Magritte himself showed communist sympathies in the 1920s and joined the Belgian Communist Party in 1945. Eighteen months later, his enthusiasm had waned, but he would remain attached to the ideals that had impelled him to join in the first place.

All this is anecdotal, of course, in regard to his work, which is very much self-contained. His paintings are in fact, both in content and style, quite close to the rebus, or picture puzzle, that could be found on dessert plates, and were also published in newspapers in his day. The paintings are wittier and more enigmatic of course, and indeed, they all seem to reflect the view that life itself is a puzzle without a (ready) solution.

He was, in fact, a painter of ideas.

Semioticians and conceptual artists love some of his finds, including the picture of a pipe that is "not a pipe."

It makes a first, and rather obvious point that the picture of a pipe is not itself a pipe, just as the platonic idea of "a bed" is not itself a bed (as Socrates explains in Plato's "Republic").

But other theories also resonate here, including aesthetic theories touching upon realism and the Marxist theory of ideology and superstructure that were very much part of the artistic debate in those years.
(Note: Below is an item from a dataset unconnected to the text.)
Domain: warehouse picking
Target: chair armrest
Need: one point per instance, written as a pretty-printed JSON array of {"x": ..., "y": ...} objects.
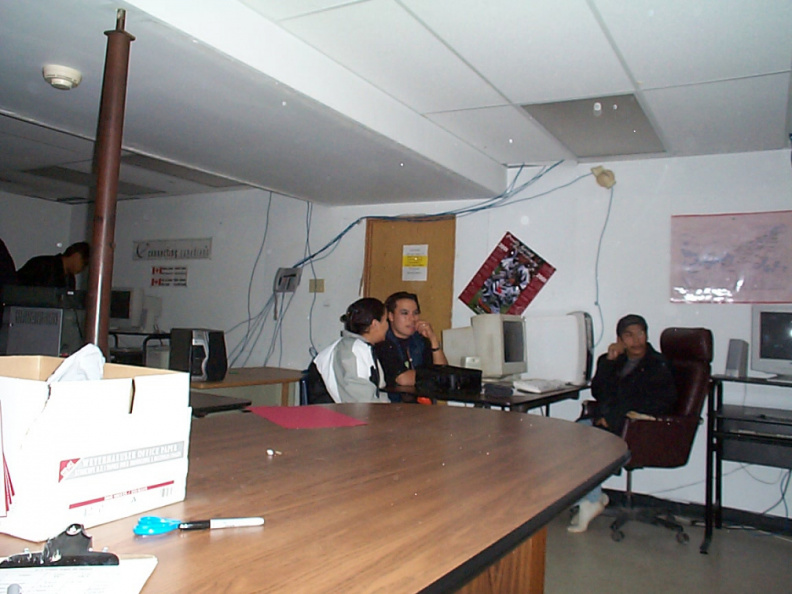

Psychoanalysts and philosophers also appreciate a considerable fund of convenient images that allow them to clarify and illustrate their own ideas. Consider a painting entitled "Les jours gigantesques" (1928), which shows a naked woman, desperately repulsing the persistent advances of a man.

The man himself only exists as an image projected on the woman's body.

In rather the same vein, "Tentative de l'impossible" (1928) shows Magritte himself painting the missing left arm of a woman (Georgette) as she stands naked before him.

These paintings may not reveal much about Magritte's own psyche, but they are an eloquent illustration of the psychoanalytic notion of projection.

Other works seem to be provocatively, or desperately, humorous. "L'Invention collective" (1935), for instance, depicts a siren lying on a beach. But this is a rather special siren: The lower part of her body is that of a woman, while the upper part is a fish with a fish head — a reversal of the standard figure in the port of Copenhagen that tends to take all the romance out of the fantasy.

When Belgium was occupied, during the 1940s, Magritte began to paint some rather trite pastiches of Renoir — ostensibly because he wanted to do something cheerful in a grim phase of history. Then, in the postwar years, he went on to paint a number of garish, offensively ugly works which constitute his so-called vache period. "Vache" means cow, of course, but in French slang, it also means nasty, mean, unkind.

Not surprisingly, not a single painting was sold that year, and Magritte reverted to his former style. What had actually happened during those years, the black box did not reveal.

In any event, he remains one of the 20th century's most challenging inventors of images.